Vico, hola. Soy yo. Hoy es mi cumpleaños Sé que es repentino, pero ¿Podemos vernos? No quiero estar sola. ¿Te parece si nos encontramos en el Café Palatino dentro de media hora? dijo. Perfecto, reservo mesa.
Colgó y volvió a mirarse al espejo. Allí estaba una María del Pilar distinta, la que recordaba ser. Espalda recta, mirada firme, una leve sonrisa: la confianza volvía.
Al entrar en el salón, todos guardaron silencio. Las miradas se volvieron hacia ella. Sergio se quedó boquiabierto.
¡Vaya, ahora sí que es una fiesta! exclamó. Ese es el aspecto festivo. ¿Por qué no te cambiabas antes? ¡Ven aquí!
María del Pilar, por primera vez en todo el día, sonrió de veras.
No, Sergio, no me quedaré.
¿Qué? no lo comprendía. ¿Por qué?
Después de todo lo que se ha dicho, ¿debo quedarme aquí fingiendo que me gusta? No. Decido celebrar a mi manera. En unos minutos llega un taxi. Me voy al restaurante con una amiga.
¡No puedes! ¿Qué insulto es ese? ¡Era una broma! gesticuló Sergio, buscando apoyo entre los invitados.
En toda broma empezó a decir María del Pilar, pero se detuvo. Bueno, ya no importa. Me voy. Gracias a todos y que pasen una buena noche.

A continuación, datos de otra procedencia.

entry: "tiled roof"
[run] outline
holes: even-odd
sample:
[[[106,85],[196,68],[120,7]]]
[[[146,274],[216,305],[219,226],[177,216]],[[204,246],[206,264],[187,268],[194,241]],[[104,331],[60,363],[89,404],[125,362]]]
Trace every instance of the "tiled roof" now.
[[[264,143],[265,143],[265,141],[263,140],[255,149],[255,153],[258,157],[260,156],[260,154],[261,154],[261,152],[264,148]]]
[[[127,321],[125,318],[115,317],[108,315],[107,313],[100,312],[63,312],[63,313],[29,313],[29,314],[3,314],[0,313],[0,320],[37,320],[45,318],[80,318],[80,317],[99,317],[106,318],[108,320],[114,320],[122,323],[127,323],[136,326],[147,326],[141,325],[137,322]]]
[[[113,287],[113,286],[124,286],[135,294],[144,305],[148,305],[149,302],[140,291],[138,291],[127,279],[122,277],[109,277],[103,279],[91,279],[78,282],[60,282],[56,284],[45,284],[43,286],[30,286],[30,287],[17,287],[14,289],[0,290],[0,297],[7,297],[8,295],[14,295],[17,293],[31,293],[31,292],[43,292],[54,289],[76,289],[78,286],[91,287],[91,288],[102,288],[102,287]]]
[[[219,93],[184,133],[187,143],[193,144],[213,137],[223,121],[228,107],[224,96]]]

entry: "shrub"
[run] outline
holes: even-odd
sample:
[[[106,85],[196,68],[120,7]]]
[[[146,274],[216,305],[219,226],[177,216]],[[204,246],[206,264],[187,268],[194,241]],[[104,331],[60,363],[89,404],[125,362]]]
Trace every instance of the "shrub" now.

Se dio la vuelta y se dirigió a la salida. En el recibidor la alcanzó su hermana.
María, ¿no deberías? susurró Elena. Sabes que no quería ofender
Elena respondió María del Pilar, mirándola directamente a los ojos he escuchado esas palabras durante dieciséis años. Tal vez él no lo hizo a propósito, pero ya no soporto seguir tolerándolo, sobre todo en mi día.
La abrazó y salió.
En el vestíbulo hacía frío y quietud. Al bajar las escaleras, María del Pilar sentía cómo un peso se desprendía de sus hombros; cada paso le permitía respirar más libremente. No era sólo una defensa que se rompía, era una carga que desaparecía. No sabía qué le depararía el futuro; quizás Sergio llegara a comprender, quizá no. Pero ahora, con sus cuarenta, por primera vez en mucho tiempo, se sentía viva.
Afuera la abraza la brisa templada de la noche. En la acera ya esperaba el taxi. Señaló la dirección, el móvil vibró con un mensaje de Sergio, pero ella ni lo miró; simplemente silenciaron la alerta.
Ese atardecer le pertenecía solo a ella. Y solo ella decidiría cómo vivirlo.